The momentum of a body is the quantity of motion it has due to its mass and velocity.

We understand the fact that moving item possesses a quality by means of which it puts in a force on anything that tries to stop it. The faster the object is moving, the more difficult is to stop it. Similarly, if two items move at the exact same speed, then it is more difficult to stop the massive of the two.
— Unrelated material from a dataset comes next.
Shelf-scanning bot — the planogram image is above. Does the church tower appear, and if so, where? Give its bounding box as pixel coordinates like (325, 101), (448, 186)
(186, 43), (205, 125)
This quality of the moving body was called the quantity of motion of the body, by Newton. This term is now called linear momentum of the body and is specified by the relation.

**Mathematical Form**

Linear momentum = p = mv

ln this expression,** v** is the speed of the mass **m**. Direct momentum is, therefore, a vector quantity and has the direction of speed.

**SI Unit**

The SI unit of momentum is kg metre – per second (**kgms ^{-1}**). It can likewise be expressed as newton second(

**Ns**).

**Momentum and Newton’s Second Law of Motion**

**Statement**

When a force acts on a body, it produces an acceleration in the body and will be equal to the rate of change of momentum of the body.

**Explanation**

Consider a body of mass m moving with an initial velocity v** _{i}**. Suppose an external force F acts on it for time t after which velocity ends up being v

**. The acceleration produced by this force is given by**

_{f}a = v

– v_{f }/ t_{i }

By Newton’s 2^{nd} law of motion acceleration, a is

a = F/m

Comparing the two values of acceleration

F/m= v

– v_{f }/ t_{i }

Now,

F x t=mv

-mv_{f }_{i}

Where

- m v
initial momentum_{i –> } - mv
final momentum_{f –>}

The change in momentum amounts to the product of force and the time for which force is applied. This kind of the second law is more general than the type F =ma since it can easily be extended to account for changes as the body accelerates when its mass also alters. For example, as a rocket speeds up, it loses mass because its fuel is burnt and ejected to offer higher thrust.